Toutefois, son mépris absolu des esclaves (en particulier) lui est davantage spécifique. L'esclavage est, aux yeux des Seriens, un état temporaire (qui peut durer tout une vie, il est vrai), mais n'est en rien une marque ontologique, un signe de l'infériorité de la personne. Il s'agit d'une absence de libertés qui peut être due aux circonstances de la naissance, à un contrat (concubinage) ou à une décision de justice (endettement, etc.). De nombreux esclaves finissent par recouvrer leurs libertés et, avec de la chance, peuvent considérablement s'enrichir, parfois davantage que leurs anciens maîtres, dont ils restent dans l'entourage.



Deuxième rouleau de Kaecilius


Le jour se levait à peine que j'avais déjà quitté Fleur-Eclose. Le démon avait pris la fuite durant la nuit, certainement pour aller retrouver au plus vite Sophia Domitillia et l'informer des ordres de l'Empereur. Nul doute que les deux étaient complices.

Qu'ils aillent au corbeau !

Si la vie de ma mère n'avait pas été menacée, j'aurais tourné le dos à toute cette affaire et me serais retiré à Brise-Vive pour poursuivre mes études de la Voie Vertueuse. Je me serais tenu le plus éloigné possible de cet agaçant esclave, de sa maîtresse et des sordides manigances de mon oncle. Je me serais retiré du monde, heureux de demeurer célibataire pour quelques années de plus. J'aurais eu la paix.

Mais la Fortune en avait décidé autrement. Je suivais donc la trace du Démon blanc, qui semblait n'avoir fait aucun effort pour passer inaperçu. Il avait pris la route qui menait à Alba, notre capitale, et semblait avoir salué chaque paysan qu'il avait rencontré. Il avait même pris le temps, en échange d'un godet d'eau-de-vie de qualité médiocre, d'installer autour de plusieurs sillons des protections contre le mauvais œil.

Mais pour qui se prend-il ? Un saint homme ? Quel fou !

Qu'il puisse gaspiller ainsi son spiritus me dépassait. Les Vertueux n'utilisaient leurs forces que pour accomplir de hauts faits. Protéger la terre d'un paysan sans le sou pour lui assurer une récolte convenable, c'était rouler notre Art dans la boue.

De toute manière, un esclave n'a aucun sens des convenances. Il faut les lui inculquer à coup de férule.

Dans le silence froid du matin, je repensai aux paroles de mon oncle.
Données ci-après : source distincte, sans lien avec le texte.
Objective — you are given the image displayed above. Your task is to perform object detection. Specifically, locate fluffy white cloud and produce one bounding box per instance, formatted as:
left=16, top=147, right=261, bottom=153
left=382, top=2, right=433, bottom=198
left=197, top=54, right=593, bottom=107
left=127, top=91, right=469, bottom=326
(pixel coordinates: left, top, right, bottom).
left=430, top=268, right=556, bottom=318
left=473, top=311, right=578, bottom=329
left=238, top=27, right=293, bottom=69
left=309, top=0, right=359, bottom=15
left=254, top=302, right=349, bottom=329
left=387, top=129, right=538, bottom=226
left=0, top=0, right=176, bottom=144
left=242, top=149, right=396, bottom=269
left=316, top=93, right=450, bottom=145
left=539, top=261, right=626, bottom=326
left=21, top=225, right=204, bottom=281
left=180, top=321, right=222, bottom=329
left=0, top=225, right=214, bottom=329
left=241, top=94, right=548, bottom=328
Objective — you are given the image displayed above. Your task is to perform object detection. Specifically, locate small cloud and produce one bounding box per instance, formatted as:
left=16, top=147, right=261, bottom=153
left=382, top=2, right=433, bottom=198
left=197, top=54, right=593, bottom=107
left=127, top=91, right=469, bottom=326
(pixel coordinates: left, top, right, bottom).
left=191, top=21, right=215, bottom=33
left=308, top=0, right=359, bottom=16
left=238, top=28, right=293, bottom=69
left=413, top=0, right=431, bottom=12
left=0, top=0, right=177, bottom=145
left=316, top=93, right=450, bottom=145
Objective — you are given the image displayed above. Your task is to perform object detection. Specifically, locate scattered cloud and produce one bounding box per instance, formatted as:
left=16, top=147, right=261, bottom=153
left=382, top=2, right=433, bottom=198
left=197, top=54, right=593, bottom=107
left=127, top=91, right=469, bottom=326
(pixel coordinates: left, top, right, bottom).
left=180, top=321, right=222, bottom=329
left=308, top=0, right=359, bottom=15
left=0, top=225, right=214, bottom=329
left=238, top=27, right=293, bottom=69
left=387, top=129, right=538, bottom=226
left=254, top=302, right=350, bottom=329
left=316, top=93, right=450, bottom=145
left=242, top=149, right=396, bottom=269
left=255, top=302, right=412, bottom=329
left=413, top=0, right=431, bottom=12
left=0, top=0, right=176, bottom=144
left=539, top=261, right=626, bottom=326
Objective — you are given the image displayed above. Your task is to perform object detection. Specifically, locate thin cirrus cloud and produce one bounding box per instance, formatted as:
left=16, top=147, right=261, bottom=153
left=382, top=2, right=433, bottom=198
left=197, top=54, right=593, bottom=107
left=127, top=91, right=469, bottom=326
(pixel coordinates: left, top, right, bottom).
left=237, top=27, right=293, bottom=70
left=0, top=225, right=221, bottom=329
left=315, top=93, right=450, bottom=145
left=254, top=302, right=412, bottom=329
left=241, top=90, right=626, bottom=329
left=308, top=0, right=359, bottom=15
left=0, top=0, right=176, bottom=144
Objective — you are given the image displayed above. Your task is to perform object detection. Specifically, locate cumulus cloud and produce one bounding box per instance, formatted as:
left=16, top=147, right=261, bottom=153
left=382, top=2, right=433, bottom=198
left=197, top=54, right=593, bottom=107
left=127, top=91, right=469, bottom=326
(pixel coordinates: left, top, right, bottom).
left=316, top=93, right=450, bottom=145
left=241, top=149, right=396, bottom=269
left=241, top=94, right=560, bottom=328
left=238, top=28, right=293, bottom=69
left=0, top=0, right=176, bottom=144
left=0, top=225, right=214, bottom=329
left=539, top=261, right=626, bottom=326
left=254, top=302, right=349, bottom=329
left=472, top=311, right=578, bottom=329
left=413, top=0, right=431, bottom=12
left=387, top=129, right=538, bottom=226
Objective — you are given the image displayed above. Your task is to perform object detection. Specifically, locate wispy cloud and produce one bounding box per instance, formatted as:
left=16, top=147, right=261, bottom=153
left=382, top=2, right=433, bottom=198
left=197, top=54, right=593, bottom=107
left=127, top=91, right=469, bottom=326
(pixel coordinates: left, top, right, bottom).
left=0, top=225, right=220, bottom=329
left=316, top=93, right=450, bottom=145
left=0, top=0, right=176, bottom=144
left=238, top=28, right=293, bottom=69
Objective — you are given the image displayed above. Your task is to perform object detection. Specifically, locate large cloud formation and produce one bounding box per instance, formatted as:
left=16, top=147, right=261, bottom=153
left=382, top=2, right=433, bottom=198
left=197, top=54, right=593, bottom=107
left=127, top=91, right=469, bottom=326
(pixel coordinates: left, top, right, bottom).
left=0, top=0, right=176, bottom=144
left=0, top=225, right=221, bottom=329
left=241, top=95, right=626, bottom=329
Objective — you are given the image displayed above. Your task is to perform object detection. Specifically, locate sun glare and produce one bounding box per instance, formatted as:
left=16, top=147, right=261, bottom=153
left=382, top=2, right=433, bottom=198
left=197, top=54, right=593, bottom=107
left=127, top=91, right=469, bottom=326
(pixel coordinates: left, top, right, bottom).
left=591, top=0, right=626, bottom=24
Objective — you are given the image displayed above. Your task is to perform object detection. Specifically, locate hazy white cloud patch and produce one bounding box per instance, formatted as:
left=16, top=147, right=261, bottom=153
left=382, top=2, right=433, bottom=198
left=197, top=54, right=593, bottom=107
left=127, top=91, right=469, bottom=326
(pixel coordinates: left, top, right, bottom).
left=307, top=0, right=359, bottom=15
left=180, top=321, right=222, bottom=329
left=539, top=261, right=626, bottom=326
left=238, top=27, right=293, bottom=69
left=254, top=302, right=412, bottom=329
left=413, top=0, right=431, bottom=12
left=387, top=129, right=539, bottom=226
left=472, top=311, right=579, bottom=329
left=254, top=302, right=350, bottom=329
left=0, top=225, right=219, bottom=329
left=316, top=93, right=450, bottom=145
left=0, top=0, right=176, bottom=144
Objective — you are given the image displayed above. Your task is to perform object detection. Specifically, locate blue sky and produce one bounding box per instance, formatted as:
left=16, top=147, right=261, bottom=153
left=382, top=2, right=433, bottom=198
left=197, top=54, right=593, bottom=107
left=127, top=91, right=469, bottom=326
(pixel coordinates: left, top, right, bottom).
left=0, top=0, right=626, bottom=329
Même si je doutais encore de la puissance mythique du Démon blanc, mon examen superficiel des protections qu'il avait érigées m'avait forcé à reconsidérer la situation : ses connaissances vertueuses étaient approfondies. Cela n'aurait dû surprendre personne. N'avait-il pas vécu dans l'ombre des meilleurs Vertueux du clan des Domitillii durant deux siècles ? Même un esclave sans véritable pouvoir aurait fini par apprendre quelques tours.

Tu laisses un nuage d'émotion opacifier tes pensées, Kae. Il n'a pas été pas surnommé le « Démon blanc » à cause de sa seule apparence.

Quand j'étais petit, mes nourrices avaient l'habitude de me raconter des histoires au moment de me mettre au lit. Quand j'avais été tout particulièrement agité ce jour-là, ou si je refusais de dormir, elles me menaçaient en affirmant que le Démon blanc viendrait m'enlever à l'heure la plus noire de la nuit. Elles faisaient référence à une crainte populaire née lors des Guerres de l'Entaille, nom donné à l'invasion barbare qui avait déferlé sur le territoire serien. Si mon peuple avait courageusement repoussé l'envahisseur, la République moribonde n'avait pas survécu et ma famille en avait profité pour saisir le pouvoir. Les prisonniers de guerre étaient devenus des esclaves, quand ils n'avaient pas été publiquement exécutés pour le plus grand bonheur des foules. Nouvellement privés du pouvoir politique, de nombreux citoyens, issus des clans les plus éminents, avaient décidé de consacrer leur existence à l'étude et à la pratique de la Voie Vertueuse. Si, jusqu'alors, tout le monde avait pu s'intéresser à cet Art, la noblesse avait fini par se l'approprier tout entier. Les différents Empereurs avaient facilité cet état de fait, interdisant à ceux qui ne faisaient pas partie des plus grands clans de devenir Vertueux.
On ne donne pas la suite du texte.